Another option is adding the same block we added to lookup to the create type
op codes. This keeps that code more uniform, but means userspace must implement
that logic in more areas.

As is, the patches definitely need some work before they're ready. We still
need to go through and ensure we respect changed filter values/disallow changes
that don't make sense. We aren't currently calling mnt_want_write for the lower
calls where appropriate, and we don't have an override_creds layer either. We
also plan to add to our read/write iter filters to allow for more interesting
use cases. There are also probably some node id inconsistencies. For nodes that
will be completely passthrough, we give an id of 0.

For the BPF verification side, we have currently set things set up in the old
style, with a new bpf program type and helper functions. From LPC, my
understanding is that newer bpf additions are done in a new style, so I imagine
much of that will need to be redone as well, but hopefully these patches get
across what our needs there are.

For testing, we've provided the selftest code we have been using.
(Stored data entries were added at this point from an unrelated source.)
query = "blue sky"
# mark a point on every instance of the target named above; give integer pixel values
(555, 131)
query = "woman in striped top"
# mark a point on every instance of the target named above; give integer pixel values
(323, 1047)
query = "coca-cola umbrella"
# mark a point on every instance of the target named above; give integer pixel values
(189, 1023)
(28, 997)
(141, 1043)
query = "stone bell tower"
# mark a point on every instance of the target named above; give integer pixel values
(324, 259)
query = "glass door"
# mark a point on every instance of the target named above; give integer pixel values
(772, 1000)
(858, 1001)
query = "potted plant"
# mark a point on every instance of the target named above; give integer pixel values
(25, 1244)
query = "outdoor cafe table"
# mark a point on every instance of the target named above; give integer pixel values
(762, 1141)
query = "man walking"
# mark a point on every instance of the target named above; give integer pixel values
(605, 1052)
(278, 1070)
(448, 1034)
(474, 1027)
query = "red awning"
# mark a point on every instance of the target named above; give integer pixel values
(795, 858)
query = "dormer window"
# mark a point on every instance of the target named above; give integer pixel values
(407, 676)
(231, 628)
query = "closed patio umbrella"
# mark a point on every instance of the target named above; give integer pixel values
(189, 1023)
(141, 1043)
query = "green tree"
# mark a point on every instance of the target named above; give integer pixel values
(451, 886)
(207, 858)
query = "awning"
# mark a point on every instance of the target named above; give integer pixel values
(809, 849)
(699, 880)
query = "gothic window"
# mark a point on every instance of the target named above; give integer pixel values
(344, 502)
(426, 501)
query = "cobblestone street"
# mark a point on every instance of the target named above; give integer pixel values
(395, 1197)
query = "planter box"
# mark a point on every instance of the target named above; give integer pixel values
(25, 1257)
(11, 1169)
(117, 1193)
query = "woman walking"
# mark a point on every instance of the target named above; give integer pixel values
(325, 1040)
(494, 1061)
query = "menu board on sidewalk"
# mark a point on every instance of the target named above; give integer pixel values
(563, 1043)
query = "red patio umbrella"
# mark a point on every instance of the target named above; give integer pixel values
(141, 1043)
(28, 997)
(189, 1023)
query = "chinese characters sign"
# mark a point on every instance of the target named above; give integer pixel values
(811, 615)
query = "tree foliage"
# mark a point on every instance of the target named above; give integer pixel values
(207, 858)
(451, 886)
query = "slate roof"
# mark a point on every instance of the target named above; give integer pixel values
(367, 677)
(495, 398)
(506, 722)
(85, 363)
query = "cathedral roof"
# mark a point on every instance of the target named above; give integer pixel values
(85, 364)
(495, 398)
We also have
a mode to run with no userspace daemon in a pure passthrough mode that I have
been running xfstests over to get some coverage on the backing operation code.
I had to modify mounts/unmounts to get that running, along with some other
small touch ups. The most notable failure I currently see there is in
generic/126, which I suspect is likely related to override_creds.

Interesting idea.

Some comments on review logistics:
- The set is too long and some of the individual patches are way too long for 
one single patch to review.  Keep in mind that not all of us here are experts in 
both fuse and bpf.  Making it easier to review first will help at the beginning. 
 Some ideas:

  - Only implement a few ops in the initial revision. From quickly browsing the 
set, it is implementing the 'struct file_operations fuse_file_operations'? 
Maybe the first few revisions can start with a few of the ops first.

  - Please make the patches that can be applied to the bpf-next tree cleanly. 
For example, in patch 3, where is 18e2ec5bf453 coming from? I cannot find it in 
bpf-next and linux-next tree.
  - Without applying it to an upstream tree cleanly, in a big set like this, I 
have no idea when bpf_prog_run() is called in patch 24 because the diff context 
is in fuse_bpf_cleanup and apparently it is not where the bpf prog is run.

Some high level comments on the set:
- Instead of adding bpf helpers, you should consider kfunc instead. You can take 
a look at the recent HID patchset v10 or the recent nf conntrack bpf set.

- Instead of expressing as packet data, using the recent dynptr is a better way 
to go for handling a mem blob.

- iiuc, the idea is to allow bpf prog to optionally handle the 'struct 
file_operations' without going back to the user daemon? Have you looked at 
struct_ops which seems to be a better fit here?  If the bpf prog does not know 
how to handle an operation (or file?), it can call fuse_file_llseek (for 
example) as a kfunc to handle the request.

- The test SEC("test_trace") seems mostly a synthetic test for checking 
correctness.  Does it have a test that shows a more real life use case? or I 
have missed things in patch 26?

- Please use the skel to load the program.  It is pretty hard to read the loader 
in patch 26.

- I assume the main objective is for performance by not going back to the user 
daemon?  Do you have performance number?